Chinese students sell ova in the black market.

An illegal trade in female ova is booming in Beijing, targeting girl students from famous universities, who can sell their eggs at prices ranging from several to tens of thousands of yuan,the Beijing News reported.

Usually an egg is sold for 5,000 yuan (US$786), but the price can rise to as high as 30,000 yuan if the sellers are students at Peking University and Tsinghua University, considered two of the best in China, the report said.

Under Chinese law, it is illegal to buy human eggs or receive them for free. Only women who have extra eggs while undergoing vitro fertilization can donate eggs to others. But this is extremely rare and unlikely to happen, said Xue Qing, a doctor at the Maternity and Children's Hospital of Peking University.

However, the ban has spurred an underground market where infertile couples are happy to pay 50,000 to 100,000 yuan to agencies to find women willing to sell their eggs.

There are several hundred agencies with thousands of staff providing services to around 10,000 couples each year in the industry, Wang Chao, a man who had been in the business for more than eight years, told the newspaper.

The demand for eggs is huge, Wang added.

More than 10 young girls, who are all from famous universities in Beijing, sat in a café.

Clients - most of whom are couples - sat not far away from the girls. They stared at each girl carefully. A woman client with an LV bag stepped forward to look carefully.
They could not talk directly, but through agents, who conveyed information on the girls' height, blood type, hobbies, etc.

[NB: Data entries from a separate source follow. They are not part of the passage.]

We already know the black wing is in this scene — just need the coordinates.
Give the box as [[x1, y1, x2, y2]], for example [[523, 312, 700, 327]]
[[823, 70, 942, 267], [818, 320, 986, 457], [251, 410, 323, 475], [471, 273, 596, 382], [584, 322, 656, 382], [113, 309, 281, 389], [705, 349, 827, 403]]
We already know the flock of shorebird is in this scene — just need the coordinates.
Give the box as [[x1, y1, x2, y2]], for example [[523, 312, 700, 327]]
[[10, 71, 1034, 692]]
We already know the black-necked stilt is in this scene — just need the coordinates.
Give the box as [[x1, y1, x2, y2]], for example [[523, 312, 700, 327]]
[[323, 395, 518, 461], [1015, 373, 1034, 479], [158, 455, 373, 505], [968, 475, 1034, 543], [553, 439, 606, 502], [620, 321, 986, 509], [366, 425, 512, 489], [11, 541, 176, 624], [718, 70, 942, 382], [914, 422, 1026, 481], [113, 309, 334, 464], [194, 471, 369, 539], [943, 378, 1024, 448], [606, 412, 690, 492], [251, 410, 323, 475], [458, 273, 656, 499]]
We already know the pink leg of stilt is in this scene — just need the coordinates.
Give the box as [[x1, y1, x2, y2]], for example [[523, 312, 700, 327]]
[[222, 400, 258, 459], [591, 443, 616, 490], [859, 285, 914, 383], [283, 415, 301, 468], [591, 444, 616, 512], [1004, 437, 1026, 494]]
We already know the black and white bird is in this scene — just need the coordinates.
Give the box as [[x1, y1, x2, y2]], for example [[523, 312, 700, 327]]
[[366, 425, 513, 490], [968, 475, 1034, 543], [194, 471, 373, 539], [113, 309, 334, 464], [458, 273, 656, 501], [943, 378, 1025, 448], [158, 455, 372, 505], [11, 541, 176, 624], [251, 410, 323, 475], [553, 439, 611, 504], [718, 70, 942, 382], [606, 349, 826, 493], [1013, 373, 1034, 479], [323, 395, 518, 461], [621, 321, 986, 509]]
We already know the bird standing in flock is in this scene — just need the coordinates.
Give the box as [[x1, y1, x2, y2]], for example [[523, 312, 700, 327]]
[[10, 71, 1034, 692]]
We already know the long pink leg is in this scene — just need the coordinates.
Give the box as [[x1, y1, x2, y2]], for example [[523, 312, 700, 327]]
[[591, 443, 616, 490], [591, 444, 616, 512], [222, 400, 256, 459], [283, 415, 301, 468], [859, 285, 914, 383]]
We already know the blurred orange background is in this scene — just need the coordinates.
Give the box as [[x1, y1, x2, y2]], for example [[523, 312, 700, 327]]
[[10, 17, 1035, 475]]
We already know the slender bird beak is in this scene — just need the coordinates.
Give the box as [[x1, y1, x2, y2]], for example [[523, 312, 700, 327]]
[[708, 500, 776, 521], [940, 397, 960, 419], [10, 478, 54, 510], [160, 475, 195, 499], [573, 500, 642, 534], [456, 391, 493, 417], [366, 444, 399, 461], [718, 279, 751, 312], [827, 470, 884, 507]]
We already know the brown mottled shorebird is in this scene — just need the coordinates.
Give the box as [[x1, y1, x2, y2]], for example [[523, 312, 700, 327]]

This is a black market for ova and it's a tip of the iceberg in Beijing or the country.
Li Qing (not her real name), 20, a university student in Beijing, underwent an ovum "donation" operation in early 2010.

After physical examination, she was injected with medicine that speeds up the formation of ova, she said. "One needle per day for 8 consecutive days." She didn't feel any different except aches in her arms after each injection.

After that she had to undergo an operation to retrive the ova. It did not involve cutting. A tube was inserted into her vagina before an ovum was taken out and frozen immediately. Li said she felt uncomfortable during the operation; but after a few days she recovered. She got "nutrition fees" before the operation.

"I do not feel regret,"she said, but she said she would never let her friends or relatives know about it.
The ovum was fertilized with sperm outside her body through medical techniques before it was put into a female client or surrogate, said an anonymous staff member of the agency. "This is forbidden in regular hospitals and so it is often done in private or foreign hospitals," he added.

Xue warned that inducing ovulation carries the risk of ovarian hyperstimulation syndrome which could lead to bloating, pulmonary embolism, kidney failure and can even prove fatal.

Experts said as the surgeries were done in private it would be difficult for sellers to protect their rights.